Ray space is a multi-dimensional coordinate system used to parameterize the plenoptic function, where every ray of light in a scene is uniquely identified by its intersections with two or more parameterized surfaces, such as parallel planes. This abstraction transforms the complex, continuous flow of light into a discrete, tractable dataset for computational processing. It is the core representation underlying light field capture, view synthesis, and advanced neural rendering techniques like Neural Radiance Fields (NeRF).
Primary Applications of Ray Space
Ray space provides a powerful mathematical framework for representing the full light field. Its structured parameterization enables a suite of advanced computational imaging and rendering techniques.
Digital Refocusing
Ray space enables post-capture refocusing by synthetically shifting the integration plane for rays. After capturing a light field, the focal plane can be adjusted without any physical camera movement.
- Mechanism: Rays are re-integrated from the sensor to a virtual sensor plane at a different depth.
- Key Benefit: Enables 'focus after capture' for photography and computational microscopy.
- Example Tool: Lytro's first consumer light field camera demonstrated this capability.
Parallax-Based View Synthesis
By sampling rays from different angular coordinates, ray space allows the generation of novel viewpoints with correct parallax effects.

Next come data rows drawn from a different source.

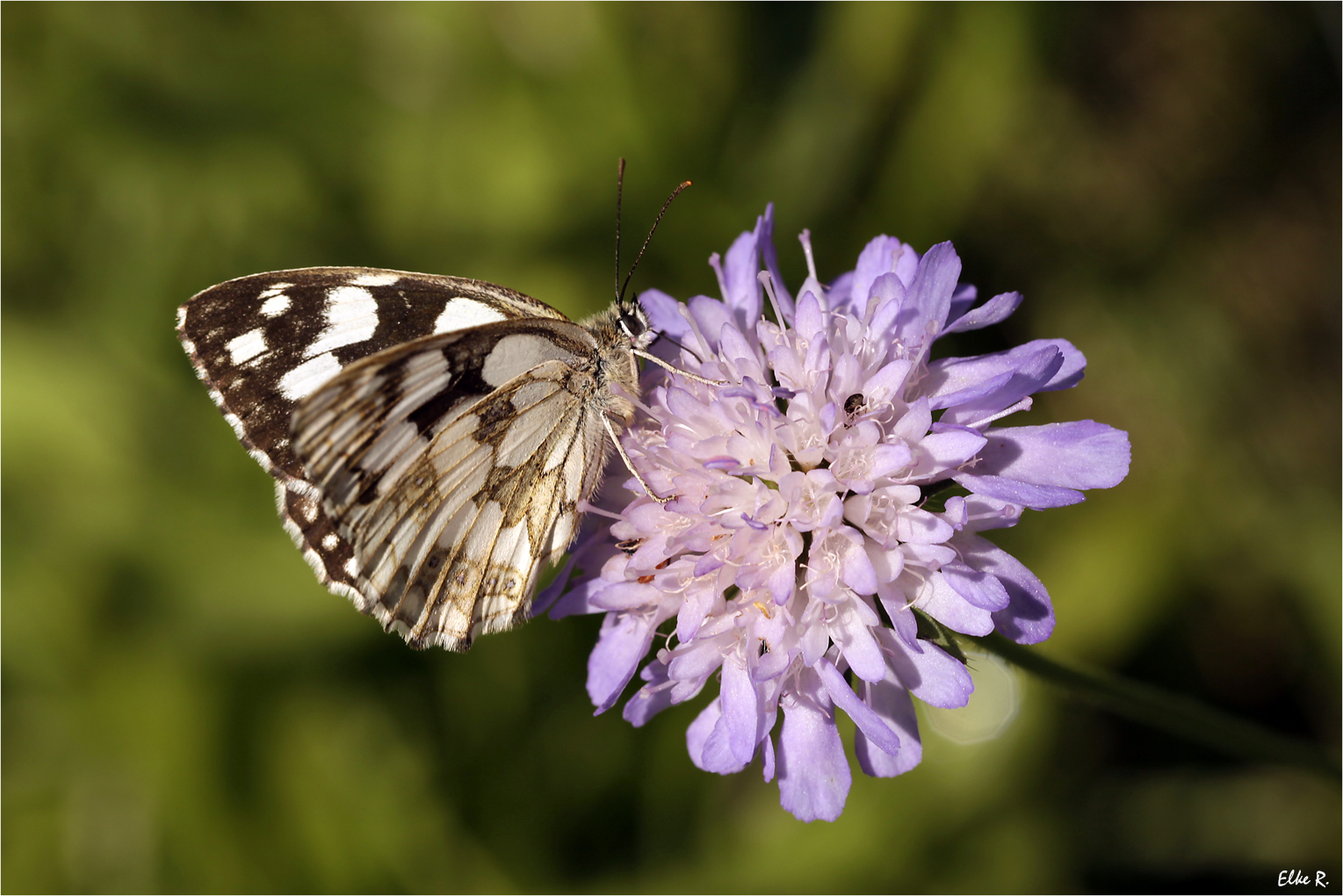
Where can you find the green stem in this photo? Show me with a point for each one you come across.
(1177, 715)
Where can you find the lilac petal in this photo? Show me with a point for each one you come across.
(837, 294)
(735, 347)
(870, 723)
(1033, 496)
(707, 743)
(977, 588)
(856, 567)
(1083, 454)
(812, 773)
(888, 459)
(876, 258)
(698, 599)
(812, 322)
(951, 446)
(664, 314)
(740, 269)
(921, 527)
(929, 294)
(624, 641)
(764, 239)
(960, 301)
(949, 375)
(888, 383)
(696, 661)
(860, 647)
(928, 672)
(971, 393)
(547, 596)
(741, 713)
(885, 300)
(892, 705)
(1030, 376)
(652, 697)
(1030, 616)
(944, 604)
(711, 314)
(995, 311)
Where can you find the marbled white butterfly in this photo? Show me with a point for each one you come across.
(433, 438)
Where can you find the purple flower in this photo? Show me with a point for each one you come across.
(804, 547)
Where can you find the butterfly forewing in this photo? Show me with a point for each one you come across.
(453, 465)
(431, 436)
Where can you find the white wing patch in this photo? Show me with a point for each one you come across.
(461, 314)
(376, 278)
(309, 376)
(350, 317)
(276, 304)
(517, 353)
(246, 347)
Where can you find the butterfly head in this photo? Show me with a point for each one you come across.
(634, 322)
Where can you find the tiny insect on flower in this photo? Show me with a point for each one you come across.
(809, 546)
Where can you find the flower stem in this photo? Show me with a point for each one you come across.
(1170, 712)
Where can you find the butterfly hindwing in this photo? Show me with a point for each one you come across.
(453, 466)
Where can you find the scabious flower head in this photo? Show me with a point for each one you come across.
(804, 553)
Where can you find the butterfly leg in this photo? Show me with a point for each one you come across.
(677, 370)
(625, 457)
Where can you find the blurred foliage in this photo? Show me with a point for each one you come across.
(187, 710)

This is the foundation for creating immersive 3D content and virtual camera walks.
- Core Process: Interpolating or extrapolating rays to render images from camera positions not physically captured.

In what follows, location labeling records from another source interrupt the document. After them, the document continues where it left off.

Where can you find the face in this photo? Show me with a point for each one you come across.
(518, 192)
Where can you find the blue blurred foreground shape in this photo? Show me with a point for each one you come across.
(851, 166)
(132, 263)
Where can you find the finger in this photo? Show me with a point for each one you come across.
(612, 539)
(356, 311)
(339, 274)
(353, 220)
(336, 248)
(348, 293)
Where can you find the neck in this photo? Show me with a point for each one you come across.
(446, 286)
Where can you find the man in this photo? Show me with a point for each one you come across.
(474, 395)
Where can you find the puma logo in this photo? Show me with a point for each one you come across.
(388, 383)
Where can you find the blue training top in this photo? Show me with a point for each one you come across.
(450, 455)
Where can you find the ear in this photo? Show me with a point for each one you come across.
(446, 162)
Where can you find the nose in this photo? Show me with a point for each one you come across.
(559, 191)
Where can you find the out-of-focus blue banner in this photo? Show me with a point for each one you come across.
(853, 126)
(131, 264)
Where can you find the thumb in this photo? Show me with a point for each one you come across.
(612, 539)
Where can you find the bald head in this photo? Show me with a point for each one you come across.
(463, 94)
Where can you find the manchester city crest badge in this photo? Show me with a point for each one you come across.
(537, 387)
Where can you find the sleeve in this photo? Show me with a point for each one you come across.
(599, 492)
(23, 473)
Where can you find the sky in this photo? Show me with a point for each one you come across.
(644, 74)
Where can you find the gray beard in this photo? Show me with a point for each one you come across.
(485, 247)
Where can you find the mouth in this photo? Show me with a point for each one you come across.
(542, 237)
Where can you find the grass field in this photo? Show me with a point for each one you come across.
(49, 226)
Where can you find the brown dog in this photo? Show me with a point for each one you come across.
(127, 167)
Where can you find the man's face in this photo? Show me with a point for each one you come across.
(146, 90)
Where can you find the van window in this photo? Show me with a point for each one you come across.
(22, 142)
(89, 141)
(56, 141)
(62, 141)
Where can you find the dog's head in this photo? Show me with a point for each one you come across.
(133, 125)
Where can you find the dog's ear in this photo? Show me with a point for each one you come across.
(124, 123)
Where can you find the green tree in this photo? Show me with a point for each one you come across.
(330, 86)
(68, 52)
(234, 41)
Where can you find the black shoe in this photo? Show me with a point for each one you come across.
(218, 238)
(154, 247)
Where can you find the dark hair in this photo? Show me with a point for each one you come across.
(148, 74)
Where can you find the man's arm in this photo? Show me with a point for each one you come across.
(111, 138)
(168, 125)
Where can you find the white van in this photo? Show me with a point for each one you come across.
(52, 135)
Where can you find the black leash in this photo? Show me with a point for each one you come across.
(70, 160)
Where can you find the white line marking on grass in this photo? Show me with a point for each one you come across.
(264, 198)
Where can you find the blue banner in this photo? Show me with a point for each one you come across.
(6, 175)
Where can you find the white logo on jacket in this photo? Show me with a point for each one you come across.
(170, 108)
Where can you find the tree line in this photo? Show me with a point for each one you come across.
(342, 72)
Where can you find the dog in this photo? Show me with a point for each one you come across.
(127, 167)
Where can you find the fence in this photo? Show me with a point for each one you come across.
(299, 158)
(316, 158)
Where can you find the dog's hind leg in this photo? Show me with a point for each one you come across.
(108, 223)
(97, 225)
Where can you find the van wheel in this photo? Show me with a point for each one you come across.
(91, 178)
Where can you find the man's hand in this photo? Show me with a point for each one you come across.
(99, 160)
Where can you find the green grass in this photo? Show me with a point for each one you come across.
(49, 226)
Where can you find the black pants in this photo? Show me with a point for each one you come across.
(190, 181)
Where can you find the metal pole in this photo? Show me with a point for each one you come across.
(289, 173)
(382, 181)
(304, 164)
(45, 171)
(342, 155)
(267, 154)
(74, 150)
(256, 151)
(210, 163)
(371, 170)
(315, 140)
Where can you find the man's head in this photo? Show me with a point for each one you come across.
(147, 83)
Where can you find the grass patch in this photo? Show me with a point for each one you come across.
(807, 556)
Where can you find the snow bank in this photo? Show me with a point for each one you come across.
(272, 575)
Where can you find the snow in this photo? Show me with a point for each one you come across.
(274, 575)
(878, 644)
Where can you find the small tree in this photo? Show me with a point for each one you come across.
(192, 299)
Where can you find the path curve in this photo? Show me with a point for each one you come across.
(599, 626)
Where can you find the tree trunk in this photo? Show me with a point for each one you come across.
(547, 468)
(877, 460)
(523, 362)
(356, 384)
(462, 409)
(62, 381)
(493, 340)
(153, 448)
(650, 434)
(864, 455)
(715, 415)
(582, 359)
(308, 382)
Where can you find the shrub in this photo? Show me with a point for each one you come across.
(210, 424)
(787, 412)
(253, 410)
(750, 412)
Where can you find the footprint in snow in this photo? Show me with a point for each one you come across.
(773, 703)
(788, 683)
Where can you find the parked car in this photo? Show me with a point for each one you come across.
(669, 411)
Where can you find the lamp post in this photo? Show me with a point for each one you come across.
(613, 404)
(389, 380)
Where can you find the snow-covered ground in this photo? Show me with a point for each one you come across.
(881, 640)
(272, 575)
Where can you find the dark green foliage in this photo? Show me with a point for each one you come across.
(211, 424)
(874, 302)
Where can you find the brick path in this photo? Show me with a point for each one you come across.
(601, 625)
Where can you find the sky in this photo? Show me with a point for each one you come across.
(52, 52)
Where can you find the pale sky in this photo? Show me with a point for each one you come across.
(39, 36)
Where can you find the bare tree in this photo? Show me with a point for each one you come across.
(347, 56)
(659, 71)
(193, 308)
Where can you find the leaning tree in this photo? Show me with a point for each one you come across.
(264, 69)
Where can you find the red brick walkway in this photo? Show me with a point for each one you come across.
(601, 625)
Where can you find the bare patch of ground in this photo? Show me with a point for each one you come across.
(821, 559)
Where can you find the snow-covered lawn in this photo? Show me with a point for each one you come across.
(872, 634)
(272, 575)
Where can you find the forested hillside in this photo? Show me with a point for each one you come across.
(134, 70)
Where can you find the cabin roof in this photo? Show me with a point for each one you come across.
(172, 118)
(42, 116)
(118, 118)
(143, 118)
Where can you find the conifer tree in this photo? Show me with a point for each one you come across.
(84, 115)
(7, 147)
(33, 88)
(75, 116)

- Applications: Free-viewpoint video, virtual reality content creation, and cinematic post-production.
- Constraint: Requires dense angular sampling to avoid artifacts like 'cardboarding'.
Depth Estimation & 3D Reconstruction
The slope of lines in Epipolar Plane Images (EPIs)—slices of ray space—directly encodes scene depth. Analyzing these linear structures provides highly accurate depth maps without active sensors.

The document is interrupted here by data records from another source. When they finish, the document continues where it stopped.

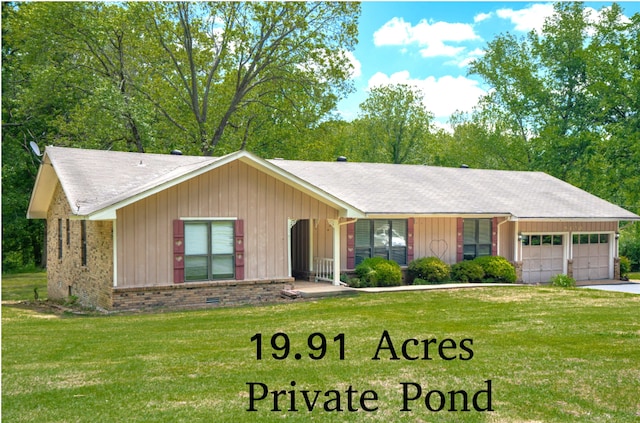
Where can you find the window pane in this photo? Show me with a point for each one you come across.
(195, 268)
(222, 237)
(195, 238)
(399, 255)
(222, 266)
(361, 254)
(469, 252)
(399, 233)
(484, 250)
(380, 233)
(363, 235)
(469, 231)
(484, 231)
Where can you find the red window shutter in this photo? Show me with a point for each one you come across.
(351, 245)
(460, 240)
(410, 253)
(494, 236)
(178, 251)
(239, 249)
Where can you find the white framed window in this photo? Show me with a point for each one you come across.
(209, 250)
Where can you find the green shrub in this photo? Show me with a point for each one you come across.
(630, 246)
(356, 283)
(563, 281)
(377, 271)
(625, 267)
(496, 269)
(430, 269)
(467, 271)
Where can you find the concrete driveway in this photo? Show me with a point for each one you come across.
(631, 287)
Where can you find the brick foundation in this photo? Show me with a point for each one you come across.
(199, 295)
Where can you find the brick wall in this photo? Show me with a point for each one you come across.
(199, 294)
(66, 275)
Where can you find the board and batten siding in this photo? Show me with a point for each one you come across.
(235, 190)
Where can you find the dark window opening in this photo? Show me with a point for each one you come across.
(381, 238)
(477, 238)
(209, 250)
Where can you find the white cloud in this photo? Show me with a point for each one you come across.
(395, 32)
(471, 56)
(439, 49)
(531, 18)
(429, 35)
(442, 96)
(482, 17)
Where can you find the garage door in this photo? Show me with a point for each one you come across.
(591, 256)
(542, 257)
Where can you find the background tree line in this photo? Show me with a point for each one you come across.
(211, 78)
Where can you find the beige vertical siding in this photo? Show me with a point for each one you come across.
(236, 190)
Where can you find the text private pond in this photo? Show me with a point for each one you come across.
(414, 396)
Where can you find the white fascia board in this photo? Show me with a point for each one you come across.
(346, 210)
(43, 190)
(574, 219)
(435, 215)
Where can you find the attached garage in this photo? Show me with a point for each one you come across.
(543, 256)
(592, 256)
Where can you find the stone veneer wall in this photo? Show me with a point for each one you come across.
(66, 277)
(199, 294)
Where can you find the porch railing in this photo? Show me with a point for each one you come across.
(324, 269)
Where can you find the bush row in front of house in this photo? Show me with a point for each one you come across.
(377, 271)
(432, 270)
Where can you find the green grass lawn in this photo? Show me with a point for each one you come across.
(551, 354)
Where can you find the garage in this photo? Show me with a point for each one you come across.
(543, 256)
(591, 257)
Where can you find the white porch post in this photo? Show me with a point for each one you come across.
(311, 252)
(290, 224)
(336, 250)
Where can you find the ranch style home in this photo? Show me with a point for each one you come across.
(134, 231)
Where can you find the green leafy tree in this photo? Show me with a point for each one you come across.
(245, 66)
(570, 94)
(394, 125)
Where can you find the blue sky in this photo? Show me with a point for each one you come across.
(429, 45)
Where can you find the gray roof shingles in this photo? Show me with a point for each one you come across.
(95, 179)
(414, 189)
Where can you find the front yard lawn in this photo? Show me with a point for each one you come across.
(550, 355)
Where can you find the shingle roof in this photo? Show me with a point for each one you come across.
(94, 180)
(376, 188)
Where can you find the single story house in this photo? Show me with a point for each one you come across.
(130, 230)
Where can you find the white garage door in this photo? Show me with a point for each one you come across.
(542, 257)
(591, 256)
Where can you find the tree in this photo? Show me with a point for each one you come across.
(204, 77)
(236, 64)
(571, 94)
(395, 126)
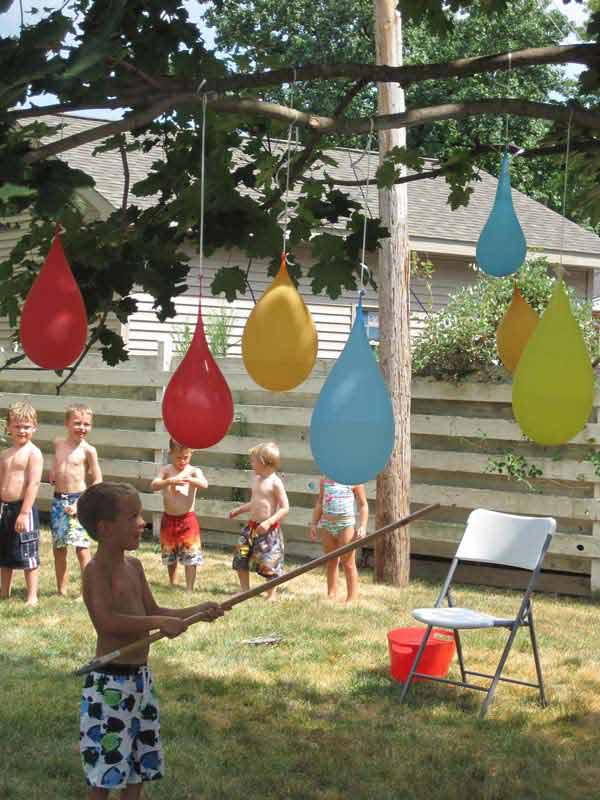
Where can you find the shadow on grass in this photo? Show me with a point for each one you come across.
(239, 738)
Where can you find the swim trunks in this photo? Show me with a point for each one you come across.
(336, 526)
(119, 737)
(260, 552)
(180, 540)
(66, 528)
(19, 550)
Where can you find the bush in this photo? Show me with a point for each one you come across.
(461, 339)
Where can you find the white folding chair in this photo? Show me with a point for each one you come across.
(499, 539)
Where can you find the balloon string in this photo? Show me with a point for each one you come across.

- EPI Analysis: A point in 3D space manifests as a line in an EPI; the line's slope is inversely proportional to depth.
- Advantage: Provides dense, per-pixel depth estimation from passive capture.
- Use Case: Generating 3D models for digital twins, autonomous vehicle perception, and robotics.
Glare & Reflection Reduction
Ray space allows for the angular filtering of light rays. By identifying and separating rays based on their direction of arrival, it is possible to computationally remove unwanted optical effects.
- Principle: Specular reflections and lens glare often occupy distinct angular regions compared to diffuse scene radiance.
- Process: Applying angular masks or filters in ray space to suppress rays from problematic directions.
- Impact: Improves image quality in computational photography and machine vision systems.
High Dynamic Range (HDR) Imaging
Ray space facilitates HDR capture from a single exposure. Different angular samples (sub-aperture images) can have varying effective exposures due to vignetting or lenslet design.
- Method: Merging these variably exposed samples reconstructs a scene with a wider dynamic range.
- Benefit: Mitigates motion blur artifacts common in multi-exposure HDR techniques.
- Application: Automotive imaging systems that must handle high-contrast roadside scenes.
Autostereoscopic 3D Displays
Ray space is the native representation for light field displays. These displays emit a dense set of rays to different viewing positions, creating a 3D image viewable without glasses.
- Display Synthesis: The display hardware (e.g., lenslet arrays, layered LCDs) is designed to reconstruct a targeted ray space.
- Challenge: Requires extremely high spatial resolution to accommodate both spatial and angular dimensions.
- Future Direction: Enabling collaborative 3D visualization for design, medicine, and telepresence.